The Theory Of Everything, 2014.
Directed by James Marsh.
Starring Eddie Redmayne, Felicity Jones, Charlie Cox, Harry Lloyd, David Thewlis, Emily Watson and Christian McKay.
A look at the relationship between Stephen Hawking (Redmayne) and Jane Hawking (Jones), from their meeting at Cambridge until Hawking’s worldwide success.
There should be no boundaries to human endeavor. We are all different. However bad life may seem, there is always something you can do, and succeed at. While there’s life, there is hope.
Biopics often work most when the film in question isn’t out to praise something to the high heavens or slander into the ground, but rather find a comfortable middle ground peppered with a touch of controversy. The Theory Of Everything could have been formulaic Oscar bait of the highest caliber, depicting the relationship of Stephen and Jane Hawking as a perfect love affair full of happiness with no strains along the way, ignoring some of the more surprising and heartbreaking elements towards the end of their journey. Director James Marsh didn’t opt for the route of fairytale though, and left a pleasant amount of sadness on the table. For better or worse, The Theory Of Everything is one of the most accurate portrayals of the extraordinarily incredible life of Stephen Hawking and his love life.
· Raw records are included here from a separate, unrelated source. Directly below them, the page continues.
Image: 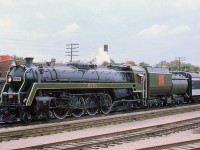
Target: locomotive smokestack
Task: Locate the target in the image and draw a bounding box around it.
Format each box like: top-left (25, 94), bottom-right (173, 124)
top-left (24, 57), bottom-right (34, 67)
top-left (104, 45), bottom-right (108, 53)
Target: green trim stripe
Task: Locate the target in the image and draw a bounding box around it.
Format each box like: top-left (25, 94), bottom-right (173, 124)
top-left (26, 83), bottom-right (135, 106)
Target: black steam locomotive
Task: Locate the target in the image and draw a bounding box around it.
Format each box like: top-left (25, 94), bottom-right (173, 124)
top-left (0, 58), bottom-right (200, 122)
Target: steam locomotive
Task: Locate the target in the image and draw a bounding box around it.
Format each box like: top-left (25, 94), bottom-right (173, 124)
top-left (0, 57), bottom-right (200, 122)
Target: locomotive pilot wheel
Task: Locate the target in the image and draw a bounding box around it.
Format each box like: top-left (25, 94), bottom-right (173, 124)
top-left (53, 99), bottom-right (69, 119)
top-left (100, 94), bottom-right (112, 114)
top-left (85, 95), bottom-right (98, 115)
top-left (71, 96), bottom-right (85, 117)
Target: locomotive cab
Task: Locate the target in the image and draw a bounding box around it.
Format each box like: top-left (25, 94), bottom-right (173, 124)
top-left (0, 58), bottom-right (40, 122)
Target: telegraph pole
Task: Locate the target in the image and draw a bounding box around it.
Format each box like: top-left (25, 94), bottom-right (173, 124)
top-left (176, 57), bottom-right (185, 71)
top-left (66, 44), bottom-right (79, 62)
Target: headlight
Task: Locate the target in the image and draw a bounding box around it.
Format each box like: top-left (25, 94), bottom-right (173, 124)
top-left (7, 76), bottom-right (12, 82)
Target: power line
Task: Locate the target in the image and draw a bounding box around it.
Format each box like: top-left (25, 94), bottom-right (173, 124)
top-left (175, 57), bottom-right (185, 71)
top-left (66, 44), bottom-right (79, 62)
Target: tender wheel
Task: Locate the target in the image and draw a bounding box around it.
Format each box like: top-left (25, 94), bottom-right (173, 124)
top-left (53, 99), bottom-right (69, 119)
top-left (85, 95), bottom-right (98, 115)
top-left (100, 94), bottom-right (112, 114)
top-left (71, 96), bottom-right (84, 117)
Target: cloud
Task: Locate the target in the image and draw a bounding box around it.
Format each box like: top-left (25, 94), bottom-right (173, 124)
top-left (172, 0), bottom-right (200, 9)
top-left (57, 23), bottom-right (79, 35)
top-left (139, 24), bottom-right (191, 36)
top-left (0, 17), bottom-right (13, 32)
None of it is powerful as it is however without Eddie Redmayne’s viscerally realistic portrayal of the world-renowned physicist. The acting on display here isn’t akin to something as simple as a great performance, but rather a scenario of the actor becoming the character in every conceivable way possible. Eddie Redmayne is completely unrecognizable as Stephen Hawking, but most importantly, if you look at a picture of them side-by-side you will find an uncanny resemblance. Redmayne’s phenomenal performance goes beyond aesthetics and excellent make-up effects though, as he delivers a physically taxing performance that captures the essence of a motor neuron disease. Whether it is perfecting the delivery of a slurred and often unintelligible voice, or struggling to simply lift a spoonful of peas to his mouth, Eddie Redmayne is awe-inspiring, bringing forth one of the most surreal performances of the decade.
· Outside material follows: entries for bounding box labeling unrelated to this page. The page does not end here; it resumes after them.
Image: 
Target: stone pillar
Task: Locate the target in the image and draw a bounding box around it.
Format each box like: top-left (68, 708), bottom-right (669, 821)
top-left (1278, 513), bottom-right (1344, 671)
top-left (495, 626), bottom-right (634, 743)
Felicity Jones may not match Eddie Redmayne every step of the way, but she too delivers a remarkable performance as the loving wife that simply wouldn’t leave his side, no matter how worse Stephen’s disease got or if she found herself having to resist the temptation of leaving him for another person. If The Theory Of Everything is a film centered on the theme of overcoming physical limitations, then Felicity Jones successfully portrays a spark that keeps Redmayne’s Stephen Hawking mentally and physically fighting with a purpose to live for. And at the core of it, that is what The Theory Of Everything is about. This simply isn’t the film for people interested in the scientific accomplishments of Stephen Hawking, but rather his relentlessness to not let his disease define him. Love, marriage, children, and more are all accomplished, and truthfully, that is more important and inspirational than his other feats.
With that said, the filmmakers are unafraid to shed light on some of the more depressing elements of the relationship, so in that regard The Theory Of Everything is as heartbreaking as it is uplifting. Despite that, the film manages to end on one of the most moving and touching moments I have ever had the pleasure of experiencing in a movie; truly a scene that will get the waterworks flowing.
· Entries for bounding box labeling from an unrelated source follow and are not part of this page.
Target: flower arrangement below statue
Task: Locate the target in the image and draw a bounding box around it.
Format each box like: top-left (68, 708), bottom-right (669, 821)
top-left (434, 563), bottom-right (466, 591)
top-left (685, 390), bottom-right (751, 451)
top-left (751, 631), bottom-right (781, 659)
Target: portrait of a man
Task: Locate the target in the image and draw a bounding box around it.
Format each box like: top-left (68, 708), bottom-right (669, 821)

It does feel that the filmmakers could have went a bit farther with some of the more downer aspects of Stephen Hawking’s love life, as one thing the movie does so well is sparking a genuine interest to learn more about his life. In doing so though it is clear that there are quite a bit of interesting parts cut out. Perhaps the intent was to keep the film focused on the more positive beats and overall inspirational theme.
Another minor flaw that is a bit rough and tough to overlook is that for a film that spans around 25 years, the appearances of the characters never really age, meaning that it is tough to sometimes gauge what year it is or how far along we are in the relationship. It’s also weird that the actual marriage and birth of Stephen and Jane’s first child is glossed over in a montage; that’s something that feels highly important and interesting when the spotlight is on the relationship. The film is only 122 minutes, so adding more meat to both the good and the bad doesn’t seem like something that would negatively impact the film too bad.
What is here however is a triumphant look at the personal life of an extraordinary and inspirational human being. You know The Theory Of Everything is a biopic handled with care when you consider that the real Stephen Hawking lended the usage of his Equalizer computerized voice. Photo-realistically and powerfully acted physically, The Theory Of Everything is a tour de force that reminds us that no matter how awful life may be, positives exist and any boundary can be shattered.